Ancora un mio studente scriveva: «Mi stupisce il fatto che, a causa della situazione che si sta verificando in questi giorni, le persone abbiano un bisogno morboso di FAR SAPERE di avere il bisogno del contatto fisico e della socialità, invece che AVERLO realmente».

Anche l’ironia, lo sappiamo, ha una forza scaramantica: a volte ha un fondo amaro, come una delle tante vignette che girano su Whatsapp: «Facciamoci una promessa: quando tutto sarà finito, il metro di distanza lo manteniamo lo stesso».

Questo dramma del virus ci sta aprendo la porta verso la conclusione “naturale” di un processo “antropologico” iniziato da alcuni decenni: stiamo da tempo tentando di addossare la dimensione “scomoda” della relazione al sistema. La scomodità della vecchiaia (il Giappone l’affida ai robot), la scomodità della famiglia che per sopravvivere, per non saltare in aria, come dice Niklas Luhman, deve farsi smooth (smussata) e carefully carelles (accuratamente disinteressata), perfino la scomodità di mettere al mondo dei figli (che in Svezia si ottengono grazie all’autoinseminazione, ordinando su internet gli ingredienti selezionati). 

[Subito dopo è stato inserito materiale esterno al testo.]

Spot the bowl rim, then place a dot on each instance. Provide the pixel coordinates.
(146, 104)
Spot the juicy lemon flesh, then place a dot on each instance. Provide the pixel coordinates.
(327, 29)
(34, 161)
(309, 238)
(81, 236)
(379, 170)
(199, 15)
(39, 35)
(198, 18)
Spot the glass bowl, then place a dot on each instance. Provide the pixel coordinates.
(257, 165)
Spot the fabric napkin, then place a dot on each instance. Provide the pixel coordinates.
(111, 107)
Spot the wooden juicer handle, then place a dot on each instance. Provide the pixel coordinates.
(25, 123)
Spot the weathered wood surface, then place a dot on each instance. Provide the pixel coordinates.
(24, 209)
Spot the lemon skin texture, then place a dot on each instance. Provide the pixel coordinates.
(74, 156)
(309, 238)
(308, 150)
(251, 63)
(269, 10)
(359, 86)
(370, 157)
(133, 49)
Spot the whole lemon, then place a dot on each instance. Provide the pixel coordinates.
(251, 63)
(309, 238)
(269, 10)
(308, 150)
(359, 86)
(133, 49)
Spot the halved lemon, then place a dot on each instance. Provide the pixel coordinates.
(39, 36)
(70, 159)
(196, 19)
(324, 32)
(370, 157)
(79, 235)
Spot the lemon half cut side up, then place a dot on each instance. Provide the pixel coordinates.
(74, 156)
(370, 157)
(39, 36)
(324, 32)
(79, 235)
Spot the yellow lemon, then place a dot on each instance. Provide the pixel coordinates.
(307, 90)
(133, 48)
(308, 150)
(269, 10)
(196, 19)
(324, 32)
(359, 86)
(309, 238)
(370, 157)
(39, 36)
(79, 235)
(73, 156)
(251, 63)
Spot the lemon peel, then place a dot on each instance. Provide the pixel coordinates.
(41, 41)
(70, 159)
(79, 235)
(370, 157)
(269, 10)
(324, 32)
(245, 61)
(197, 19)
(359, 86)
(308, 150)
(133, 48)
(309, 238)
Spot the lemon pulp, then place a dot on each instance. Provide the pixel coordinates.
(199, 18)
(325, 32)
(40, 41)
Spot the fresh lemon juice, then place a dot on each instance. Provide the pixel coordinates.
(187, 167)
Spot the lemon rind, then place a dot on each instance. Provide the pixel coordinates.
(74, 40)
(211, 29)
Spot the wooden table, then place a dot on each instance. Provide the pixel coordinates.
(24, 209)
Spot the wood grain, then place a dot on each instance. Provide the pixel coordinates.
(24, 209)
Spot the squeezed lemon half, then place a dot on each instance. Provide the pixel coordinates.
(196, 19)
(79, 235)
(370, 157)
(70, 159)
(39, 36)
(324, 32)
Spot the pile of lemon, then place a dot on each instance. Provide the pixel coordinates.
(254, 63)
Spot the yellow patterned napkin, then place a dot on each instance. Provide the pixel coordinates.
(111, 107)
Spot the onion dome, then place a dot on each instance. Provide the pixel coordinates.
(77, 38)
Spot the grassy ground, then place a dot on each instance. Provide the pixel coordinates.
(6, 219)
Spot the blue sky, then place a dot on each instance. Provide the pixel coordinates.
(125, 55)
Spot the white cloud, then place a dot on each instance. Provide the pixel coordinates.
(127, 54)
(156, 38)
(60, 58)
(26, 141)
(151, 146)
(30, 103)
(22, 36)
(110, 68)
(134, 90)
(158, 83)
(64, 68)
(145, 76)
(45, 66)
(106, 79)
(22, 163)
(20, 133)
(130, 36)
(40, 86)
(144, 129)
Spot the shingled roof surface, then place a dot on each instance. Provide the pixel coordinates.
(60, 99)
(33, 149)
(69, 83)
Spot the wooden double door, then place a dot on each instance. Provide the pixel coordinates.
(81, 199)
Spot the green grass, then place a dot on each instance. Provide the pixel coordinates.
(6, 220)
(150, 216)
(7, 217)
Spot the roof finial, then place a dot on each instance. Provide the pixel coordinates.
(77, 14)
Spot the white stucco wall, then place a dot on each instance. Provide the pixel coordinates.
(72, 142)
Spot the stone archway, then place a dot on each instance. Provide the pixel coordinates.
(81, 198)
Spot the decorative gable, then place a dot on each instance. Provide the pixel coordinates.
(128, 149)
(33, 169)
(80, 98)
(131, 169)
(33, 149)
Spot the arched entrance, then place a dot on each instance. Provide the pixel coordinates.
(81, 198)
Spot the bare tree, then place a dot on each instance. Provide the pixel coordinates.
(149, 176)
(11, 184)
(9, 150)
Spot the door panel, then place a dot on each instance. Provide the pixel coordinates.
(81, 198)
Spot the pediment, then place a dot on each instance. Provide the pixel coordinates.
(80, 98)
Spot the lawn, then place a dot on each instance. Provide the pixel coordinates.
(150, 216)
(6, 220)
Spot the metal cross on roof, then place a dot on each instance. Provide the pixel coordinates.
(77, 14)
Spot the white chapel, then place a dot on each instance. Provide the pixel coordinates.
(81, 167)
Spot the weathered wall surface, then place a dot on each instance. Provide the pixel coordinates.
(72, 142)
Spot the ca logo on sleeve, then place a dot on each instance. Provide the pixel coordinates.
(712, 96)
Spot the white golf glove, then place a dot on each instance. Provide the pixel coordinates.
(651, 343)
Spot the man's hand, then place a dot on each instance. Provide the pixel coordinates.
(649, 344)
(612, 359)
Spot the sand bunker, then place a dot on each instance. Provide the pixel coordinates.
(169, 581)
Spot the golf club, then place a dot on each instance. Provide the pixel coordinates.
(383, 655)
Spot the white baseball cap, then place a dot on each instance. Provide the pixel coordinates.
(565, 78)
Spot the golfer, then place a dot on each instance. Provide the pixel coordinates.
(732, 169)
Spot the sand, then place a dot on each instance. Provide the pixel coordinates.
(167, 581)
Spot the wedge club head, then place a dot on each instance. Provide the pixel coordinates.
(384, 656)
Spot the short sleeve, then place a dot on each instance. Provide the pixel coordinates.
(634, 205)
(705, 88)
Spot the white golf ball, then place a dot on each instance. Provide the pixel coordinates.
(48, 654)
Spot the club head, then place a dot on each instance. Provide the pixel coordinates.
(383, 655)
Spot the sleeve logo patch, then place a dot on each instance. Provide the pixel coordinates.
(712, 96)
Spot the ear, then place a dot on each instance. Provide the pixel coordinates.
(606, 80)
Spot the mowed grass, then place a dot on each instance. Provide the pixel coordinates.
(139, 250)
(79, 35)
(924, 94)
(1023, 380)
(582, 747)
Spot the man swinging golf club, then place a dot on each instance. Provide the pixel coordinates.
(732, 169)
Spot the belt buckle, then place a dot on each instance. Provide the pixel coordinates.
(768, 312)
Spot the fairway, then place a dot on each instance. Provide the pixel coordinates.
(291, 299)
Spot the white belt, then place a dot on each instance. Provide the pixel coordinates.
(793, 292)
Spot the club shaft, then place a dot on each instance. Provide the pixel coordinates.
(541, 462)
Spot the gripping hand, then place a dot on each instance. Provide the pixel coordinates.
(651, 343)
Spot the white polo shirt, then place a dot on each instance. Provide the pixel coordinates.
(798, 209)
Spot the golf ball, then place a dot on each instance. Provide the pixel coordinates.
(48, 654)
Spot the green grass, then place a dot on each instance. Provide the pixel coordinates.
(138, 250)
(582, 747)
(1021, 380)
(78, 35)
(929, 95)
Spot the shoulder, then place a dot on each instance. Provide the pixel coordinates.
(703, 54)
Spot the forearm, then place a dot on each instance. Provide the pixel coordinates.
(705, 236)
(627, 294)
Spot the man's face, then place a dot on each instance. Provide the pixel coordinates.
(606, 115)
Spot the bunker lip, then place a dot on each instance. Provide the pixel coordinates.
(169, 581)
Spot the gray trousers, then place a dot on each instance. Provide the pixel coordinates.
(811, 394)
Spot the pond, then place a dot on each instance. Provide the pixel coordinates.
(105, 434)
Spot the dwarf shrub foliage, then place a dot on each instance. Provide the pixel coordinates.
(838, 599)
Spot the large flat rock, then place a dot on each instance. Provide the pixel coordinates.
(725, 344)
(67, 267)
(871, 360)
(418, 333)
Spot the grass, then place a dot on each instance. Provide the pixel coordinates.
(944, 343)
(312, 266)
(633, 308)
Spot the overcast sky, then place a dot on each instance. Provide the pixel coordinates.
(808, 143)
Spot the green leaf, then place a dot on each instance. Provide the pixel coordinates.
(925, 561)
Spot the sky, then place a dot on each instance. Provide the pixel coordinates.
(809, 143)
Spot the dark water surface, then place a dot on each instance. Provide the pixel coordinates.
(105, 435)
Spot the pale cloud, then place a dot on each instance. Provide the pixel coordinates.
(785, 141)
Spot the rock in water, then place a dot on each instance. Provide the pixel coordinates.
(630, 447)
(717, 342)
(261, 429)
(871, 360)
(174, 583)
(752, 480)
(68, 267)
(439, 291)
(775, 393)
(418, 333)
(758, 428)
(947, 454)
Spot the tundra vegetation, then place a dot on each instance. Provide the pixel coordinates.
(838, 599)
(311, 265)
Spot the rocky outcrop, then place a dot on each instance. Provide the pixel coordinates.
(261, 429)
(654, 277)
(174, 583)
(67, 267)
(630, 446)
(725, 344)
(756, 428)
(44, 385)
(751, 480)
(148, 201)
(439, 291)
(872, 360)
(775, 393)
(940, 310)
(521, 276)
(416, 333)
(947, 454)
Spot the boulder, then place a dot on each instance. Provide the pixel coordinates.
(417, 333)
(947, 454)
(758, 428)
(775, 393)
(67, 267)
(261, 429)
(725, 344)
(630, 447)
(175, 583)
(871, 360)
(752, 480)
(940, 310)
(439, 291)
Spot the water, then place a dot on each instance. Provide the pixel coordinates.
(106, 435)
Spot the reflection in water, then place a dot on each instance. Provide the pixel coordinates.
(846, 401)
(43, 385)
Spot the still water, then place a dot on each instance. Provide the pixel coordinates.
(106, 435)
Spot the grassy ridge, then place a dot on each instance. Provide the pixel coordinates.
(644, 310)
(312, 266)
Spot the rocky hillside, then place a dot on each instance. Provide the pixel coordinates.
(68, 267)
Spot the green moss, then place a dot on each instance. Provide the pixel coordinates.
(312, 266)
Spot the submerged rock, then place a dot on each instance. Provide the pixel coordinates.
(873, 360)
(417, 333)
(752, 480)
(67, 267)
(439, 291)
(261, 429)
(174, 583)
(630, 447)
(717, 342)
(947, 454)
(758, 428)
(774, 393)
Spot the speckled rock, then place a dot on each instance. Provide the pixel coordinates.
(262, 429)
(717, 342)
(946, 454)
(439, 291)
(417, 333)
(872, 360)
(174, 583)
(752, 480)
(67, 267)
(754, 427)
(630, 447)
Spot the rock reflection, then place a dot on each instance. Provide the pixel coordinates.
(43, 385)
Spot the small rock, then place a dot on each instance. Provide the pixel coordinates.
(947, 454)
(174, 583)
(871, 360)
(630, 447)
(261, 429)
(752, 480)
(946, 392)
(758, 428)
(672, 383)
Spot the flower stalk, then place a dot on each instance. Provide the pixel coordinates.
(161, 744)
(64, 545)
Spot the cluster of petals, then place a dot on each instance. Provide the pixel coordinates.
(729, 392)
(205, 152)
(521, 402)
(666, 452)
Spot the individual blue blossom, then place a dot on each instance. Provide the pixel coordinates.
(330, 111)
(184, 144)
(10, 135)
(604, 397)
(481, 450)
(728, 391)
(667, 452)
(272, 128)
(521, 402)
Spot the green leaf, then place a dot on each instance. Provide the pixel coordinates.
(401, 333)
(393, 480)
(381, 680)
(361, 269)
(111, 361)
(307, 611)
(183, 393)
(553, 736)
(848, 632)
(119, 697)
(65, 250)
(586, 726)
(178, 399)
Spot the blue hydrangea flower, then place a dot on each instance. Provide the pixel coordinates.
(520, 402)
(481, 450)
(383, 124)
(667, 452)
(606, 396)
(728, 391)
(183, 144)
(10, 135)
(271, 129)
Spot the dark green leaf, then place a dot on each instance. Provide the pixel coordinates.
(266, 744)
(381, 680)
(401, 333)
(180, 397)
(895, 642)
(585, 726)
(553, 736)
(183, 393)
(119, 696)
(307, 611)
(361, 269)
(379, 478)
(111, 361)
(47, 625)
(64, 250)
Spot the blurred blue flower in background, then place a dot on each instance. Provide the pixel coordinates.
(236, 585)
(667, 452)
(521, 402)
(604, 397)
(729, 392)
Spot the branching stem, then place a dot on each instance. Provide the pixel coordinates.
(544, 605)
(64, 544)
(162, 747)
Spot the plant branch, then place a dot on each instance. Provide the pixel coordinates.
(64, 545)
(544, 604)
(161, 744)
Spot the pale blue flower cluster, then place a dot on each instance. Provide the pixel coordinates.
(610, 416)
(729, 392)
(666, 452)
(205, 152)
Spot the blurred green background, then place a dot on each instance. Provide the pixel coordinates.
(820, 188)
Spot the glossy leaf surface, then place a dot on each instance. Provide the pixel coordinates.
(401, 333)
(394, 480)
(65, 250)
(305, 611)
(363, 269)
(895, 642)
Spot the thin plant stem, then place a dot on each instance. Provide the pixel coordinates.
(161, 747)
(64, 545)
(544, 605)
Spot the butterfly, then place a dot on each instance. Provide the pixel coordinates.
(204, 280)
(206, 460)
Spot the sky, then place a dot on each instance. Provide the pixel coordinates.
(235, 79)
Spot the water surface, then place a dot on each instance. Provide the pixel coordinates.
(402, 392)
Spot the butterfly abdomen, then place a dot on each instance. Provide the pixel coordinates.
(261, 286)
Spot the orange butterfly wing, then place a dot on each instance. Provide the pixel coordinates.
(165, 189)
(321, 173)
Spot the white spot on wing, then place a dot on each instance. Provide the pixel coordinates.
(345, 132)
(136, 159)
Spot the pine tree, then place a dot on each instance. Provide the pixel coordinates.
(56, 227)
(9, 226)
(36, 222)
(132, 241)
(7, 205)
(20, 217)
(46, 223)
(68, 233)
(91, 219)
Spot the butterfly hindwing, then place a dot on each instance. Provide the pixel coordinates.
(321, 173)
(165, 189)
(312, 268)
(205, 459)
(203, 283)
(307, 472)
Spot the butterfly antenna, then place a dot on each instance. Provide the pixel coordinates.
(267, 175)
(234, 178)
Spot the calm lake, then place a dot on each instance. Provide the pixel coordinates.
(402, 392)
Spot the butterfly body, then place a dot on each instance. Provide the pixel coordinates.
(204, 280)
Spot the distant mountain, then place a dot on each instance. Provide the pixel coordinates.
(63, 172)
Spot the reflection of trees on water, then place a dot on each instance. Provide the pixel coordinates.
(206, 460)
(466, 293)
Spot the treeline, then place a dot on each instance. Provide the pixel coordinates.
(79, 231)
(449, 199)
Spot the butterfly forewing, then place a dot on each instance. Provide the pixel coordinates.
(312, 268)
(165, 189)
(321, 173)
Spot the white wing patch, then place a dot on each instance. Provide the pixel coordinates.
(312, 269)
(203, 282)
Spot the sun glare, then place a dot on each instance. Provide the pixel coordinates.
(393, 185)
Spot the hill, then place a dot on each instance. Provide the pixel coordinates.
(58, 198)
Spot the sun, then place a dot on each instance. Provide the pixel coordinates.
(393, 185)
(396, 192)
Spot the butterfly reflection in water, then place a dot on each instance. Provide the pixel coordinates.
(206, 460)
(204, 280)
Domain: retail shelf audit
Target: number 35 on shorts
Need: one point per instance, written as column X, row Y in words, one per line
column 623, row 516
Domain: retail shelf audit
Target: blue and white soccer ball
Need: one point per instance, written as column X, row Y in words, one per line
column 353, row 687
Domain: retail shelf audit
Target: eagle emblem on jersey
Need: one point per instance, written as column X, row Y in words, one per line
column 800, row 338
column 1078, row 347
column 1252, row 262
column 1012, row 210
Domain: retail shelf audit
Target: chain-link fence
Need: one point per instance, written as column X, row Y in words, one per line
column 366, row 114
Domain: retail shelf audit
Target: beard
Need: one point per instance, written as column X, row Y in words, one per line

Certo, come ci ricorda Sherry Turkle, «un robot è in grado di rilevare se un anziano è disteso per terra a casa, segnale di un possibile pericolo, … [ma] quando i bambini chiedono “Non ci sono persone per questi lavori?”», che cosa possiamo rispondere? Un bambino vede meglio certe cose: «I robot diceva “fanno tutto giusto”; le persone “fanno il meglio che possono”. Ma secondo Bruce era l’imperfezione umana a creare legami più forti».

C’è urgenza di riprendere in mano un ideale all’altezza delle provocazioni, capace di far dire Abbracciame e di portarne il peso, l’imperfezione, fino alla profondità… nella buona e nella cattiva sorte, nella salute e nella malattia.